No, kernel memory is not swapped on Linux.

Related

Page Fault in Linux Kernel

I have few questions after reading Mel Gorman's book Understanding the Linux Virtual Memory Manager. Section 4.3 Process Address Space Descriptor says kernel threads never page fault or access the user space portion. The only exception is page faulting within the vmalloc space . Following are my questions.
kenrel threads never page fault: Does this mean only user space code triggers page fault? If a kmalloc() or vmalloc() is called, will it not page fault? I believe the kernel has to map these to the anon pages. When a write to this pages is performed, a page fault occurs. Is my understanding correct?
Why can't kernel threads access user space?
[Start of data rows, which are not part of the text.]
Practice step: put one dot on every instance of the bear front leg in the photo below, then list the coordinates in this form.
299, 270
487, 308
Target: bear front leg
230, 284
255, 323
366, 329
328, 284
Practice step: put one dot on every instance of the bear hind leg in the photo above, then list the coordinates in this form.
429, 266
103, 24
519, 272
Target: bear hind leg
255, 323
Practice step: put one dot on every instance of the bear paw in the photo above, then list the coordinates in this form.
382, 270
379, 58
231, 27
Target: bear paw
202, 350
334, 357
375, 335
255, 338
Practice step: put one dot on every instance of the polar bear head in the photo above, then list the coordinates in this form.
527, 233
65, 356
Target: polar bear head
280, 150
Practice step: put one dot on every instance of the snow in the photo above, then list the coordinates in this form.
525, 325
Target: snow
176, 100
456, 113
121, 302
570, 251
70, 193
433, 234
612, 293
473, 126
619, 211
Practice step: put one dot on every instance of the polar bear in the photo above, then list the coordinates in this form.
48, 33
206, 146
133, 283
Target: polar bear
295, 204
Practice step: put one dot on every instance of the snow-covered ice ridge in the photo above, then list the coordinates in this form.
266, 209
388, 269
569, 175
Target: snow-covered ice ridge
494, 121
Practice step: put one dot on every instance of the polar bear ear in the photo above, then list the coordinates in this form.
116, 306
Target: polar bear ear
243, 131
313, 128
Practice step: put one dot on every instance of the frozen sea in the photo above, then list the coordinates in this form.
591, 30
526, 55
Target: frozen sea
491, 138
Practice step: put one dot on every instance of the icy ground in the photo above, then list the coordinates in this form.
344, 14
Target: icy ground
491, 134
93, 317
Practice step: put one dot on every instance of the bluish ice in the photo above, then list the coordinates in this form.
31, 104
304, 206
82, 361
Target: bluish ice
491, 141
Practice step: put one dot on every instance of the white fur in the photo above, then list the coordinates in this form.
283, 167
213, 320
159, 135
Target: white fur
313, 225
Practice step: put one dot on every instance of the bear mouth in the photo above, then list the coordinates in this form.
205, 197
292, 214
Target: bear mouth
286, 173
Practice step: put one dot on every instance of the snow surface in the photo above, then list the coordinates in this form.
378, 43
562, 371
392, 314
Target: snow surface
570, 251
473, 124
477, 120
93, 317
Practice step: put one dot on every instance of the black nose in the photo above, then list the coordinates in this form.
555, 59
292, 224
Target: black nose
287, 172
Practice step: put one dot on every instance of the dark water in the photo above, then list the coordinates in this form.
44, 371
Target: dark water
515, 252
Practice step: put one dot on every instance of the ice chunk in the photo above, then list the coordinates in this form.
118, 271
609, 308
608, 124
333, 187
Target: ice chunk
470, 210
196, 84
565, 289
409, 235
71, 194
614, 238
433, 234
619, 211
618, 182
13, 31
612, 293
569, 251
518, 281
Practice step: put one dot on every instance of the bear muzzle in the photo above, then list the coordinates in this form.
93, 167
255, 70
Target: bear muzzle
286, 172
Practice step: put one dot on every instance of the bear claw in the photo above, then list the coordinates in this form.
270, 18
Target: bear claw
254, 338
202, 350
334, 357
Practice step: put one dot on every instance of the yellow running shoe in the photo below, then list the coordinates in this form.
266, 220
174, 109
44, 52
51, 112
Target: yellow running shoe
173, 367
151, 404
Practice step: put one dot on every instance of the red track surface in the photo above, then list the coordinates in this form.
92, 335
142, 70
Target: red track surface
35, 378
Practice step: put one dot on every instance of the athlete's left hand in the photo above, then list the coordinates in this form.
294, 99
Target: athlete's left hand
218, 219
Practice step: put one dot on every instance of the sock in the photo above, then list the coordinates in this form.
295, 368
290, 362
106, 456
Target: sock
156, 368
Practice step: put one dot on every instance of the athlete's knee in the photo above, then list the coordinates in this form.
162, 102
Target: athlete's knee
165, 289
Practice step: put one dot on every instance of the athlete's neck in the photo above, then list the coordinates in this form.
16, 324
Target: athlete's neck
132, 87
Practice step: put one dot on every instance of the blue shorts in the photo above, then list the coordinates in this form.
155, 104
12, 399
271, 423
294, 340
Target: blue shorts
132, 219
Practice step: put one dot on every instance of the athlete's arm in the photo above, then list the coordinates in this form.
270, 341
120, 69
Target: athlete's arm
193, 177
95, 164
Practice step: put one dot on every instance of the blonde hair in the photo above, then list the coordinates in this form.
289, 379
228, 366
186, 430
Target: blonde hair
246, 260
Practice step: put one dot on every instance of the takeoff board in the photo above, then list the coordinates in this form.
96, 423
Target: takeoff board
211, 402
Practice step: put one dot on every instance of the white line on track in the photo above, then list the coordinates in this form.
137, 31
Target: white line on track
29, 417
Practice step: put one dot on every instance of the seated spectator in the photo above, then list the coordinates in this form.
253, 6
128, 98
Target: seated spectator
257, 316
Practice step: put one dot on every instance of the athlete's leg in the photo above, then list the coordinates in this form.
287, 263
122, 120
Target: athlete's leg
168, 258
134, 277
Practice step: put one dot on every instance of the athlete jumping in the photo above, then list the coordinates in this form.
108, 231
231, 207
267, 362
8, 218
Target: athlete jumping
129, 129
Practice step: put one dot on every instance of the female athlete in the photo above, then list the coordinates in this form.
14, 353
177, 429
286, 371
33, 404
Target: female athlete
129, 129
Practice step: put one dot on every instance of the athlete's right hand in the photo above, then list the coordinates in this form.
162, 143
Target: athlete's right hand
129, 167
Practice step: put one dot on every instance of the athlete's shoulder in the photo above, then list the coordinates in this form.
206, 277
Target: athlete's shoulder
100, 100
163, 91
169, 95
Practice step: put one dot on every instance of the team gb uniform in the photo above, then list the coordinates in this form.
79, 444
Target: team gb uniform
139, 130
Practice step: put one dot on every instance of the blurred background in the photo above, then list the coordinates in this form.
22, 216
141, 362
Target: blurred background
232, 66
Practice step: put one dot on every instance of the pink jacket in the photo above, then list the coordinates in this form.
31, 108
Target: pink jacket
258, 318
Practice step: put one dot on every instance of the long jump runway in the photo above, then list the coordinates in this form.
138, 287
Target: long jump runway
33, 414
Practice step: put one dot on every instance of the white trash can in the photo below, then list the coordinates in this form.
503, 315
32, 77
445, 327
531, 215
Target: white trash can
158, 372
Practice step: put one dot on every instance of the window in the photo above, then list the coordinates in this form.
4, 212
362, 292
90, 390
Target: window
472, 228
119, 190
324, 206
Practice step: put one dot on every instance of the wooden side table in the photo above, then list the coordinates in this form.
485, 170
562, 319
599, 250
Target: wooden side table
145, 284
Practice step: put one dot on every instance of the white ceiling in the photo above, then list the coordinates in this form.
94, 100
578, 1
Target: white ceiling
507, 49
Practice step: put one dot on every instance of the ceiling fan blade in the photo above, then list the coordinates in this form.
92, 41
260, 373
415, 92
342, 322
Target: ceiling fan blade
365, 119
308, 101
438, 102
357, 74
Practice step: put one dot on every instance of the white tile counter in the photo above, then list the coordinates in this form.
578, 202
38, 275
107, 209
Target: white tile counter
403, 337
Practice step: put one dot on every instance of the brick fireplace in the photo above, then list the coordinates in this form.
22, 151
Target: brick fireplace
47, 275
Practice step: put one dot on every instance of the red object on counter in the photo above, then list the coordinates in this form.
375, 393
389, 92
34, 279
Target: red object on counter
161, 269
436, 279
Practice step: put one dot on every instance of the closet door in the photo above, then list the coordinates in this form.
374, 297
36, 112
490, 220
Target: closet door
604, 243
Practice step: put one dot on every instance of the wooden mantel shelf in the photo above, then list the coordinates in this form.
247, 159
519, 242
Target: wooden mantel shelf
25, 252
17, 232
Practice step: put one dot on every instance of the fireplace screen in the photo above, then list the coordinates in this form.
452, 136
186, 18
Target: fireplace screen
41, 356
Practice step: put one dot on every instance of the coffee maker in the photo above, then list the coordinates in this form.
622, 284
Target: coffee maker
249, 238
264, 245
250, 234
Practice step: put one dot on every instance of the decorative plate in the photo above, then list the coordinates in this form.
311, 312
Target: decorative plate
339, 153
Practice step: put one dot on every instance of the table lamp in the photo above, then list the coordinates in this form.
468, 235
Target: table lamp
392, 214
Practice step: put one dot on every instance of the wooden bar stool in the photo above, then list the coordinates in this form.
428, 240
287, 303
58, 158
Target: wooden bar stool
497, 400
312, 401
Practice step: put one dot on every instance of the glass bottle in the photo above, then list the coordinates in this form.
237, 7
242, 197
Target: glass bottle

Aren't copy_to_user() or copy_from_user() do that?
Exception is page faulting within vmalloc space: Does that mean vmalloc() triggers a page fault and kmalloc() doesn't ? Why kmalloc() does not page fault? The physical frames to kernel's virtual address need not to be kept as a page table entry?
kernel threads never page fault: The page fault talked about is when making a virtual page resident, or bringing it back from swap. Kernel pages not only get paged in on kmalloc(), but also remain resident for their lifetime. The same does not hold for user space pages, which A) may be lazy allocated (i.e. just reserved as page table entries on malloc(), but not actually faulted in until a memset() or other dereference) and B) may be swapped out on low memory conditions.
Why can't kernel threads access user space? Aren't copy_to_user() or copy_from_user() do that?
That's a great question, with a hardware-specific reply. It used to be the case that kernel threads were discouraged from accessing user space, exactly because of the possible page fault hit that might occur, if accessing unpaged/paged out memory in user space (recall, that wouldn't happen in kernel space, as above ensures). So copy_to/from would be normal memcpy, but wrapped in a page fault handler. This way, any potential page fault would be handled transparently (i.e. the memory would be paged in) and all would be well. But there were certainly cases where the bad approach of memcpy to/from user memory would just work - worse, it would work more often than not, as page faults very with RAM residency and availability - and thus unhandled faults would cause random panics. Hence the decree of always using the copy_from/to_user.
Recently, however, kernel/user memory isolation became important from a security standpoint. This is due to many exploitation techniques (NULL pointer dereferencing being a very common and powerful one), where fake kernel objects (or code) could be constructed in user space (and thus, easily controlled) memory, and could lead to code execution in kernel.
Most architectures thus have a page table bit which physically prevents a page belonging to user mode from being accessed by kernel. Taking ARM64 as an example, this feature is called PAN/PXN (Privileged Access/Execute Never).
Thus, copy_from/to now not only handles page faults, but also disables PAN/PXN before the operation, and restores it after.
Exception is page faulting within vmalloc space: vmalloc() allocates memory which is swappable, whereas kmalloc does not. The difference is in the implementation (kmalloc uses GFP_KERNEL). This also means that kmalloc is more likely to fail (if there is no RAM available for this), but will not page fault (it would return NULL, which itself would be a problem..)
I think you get counfused because you haven't understand clearly about the start of kernel, process, and virtual memeory.
kenrel threads never page fault: This is because the pages of kernel space and user space use different allocation methods. For the kernel space, we allocate pages when initialization, but for user space, we allocate them when running process and calling funcitons like malloc(), and after mapping, when truly using that virtual memory, we trigger page fault.
Why can't kernel threads access user space? When kenrel start, the process 0 will create process 1 and process 2. The process 1 is used to form the user space process tree, while the process 2 is used to manage the kernel threads. And the functions you mensioned are always used by those user threads to transmit data into/out of kernel to realise some function like open file or socket and so on.
Exception is page faulting within vmalloc space: The vmalloc space is not function vmalloc(), it is an area in kernel memory space for some dynamic memory allocation used as an exception.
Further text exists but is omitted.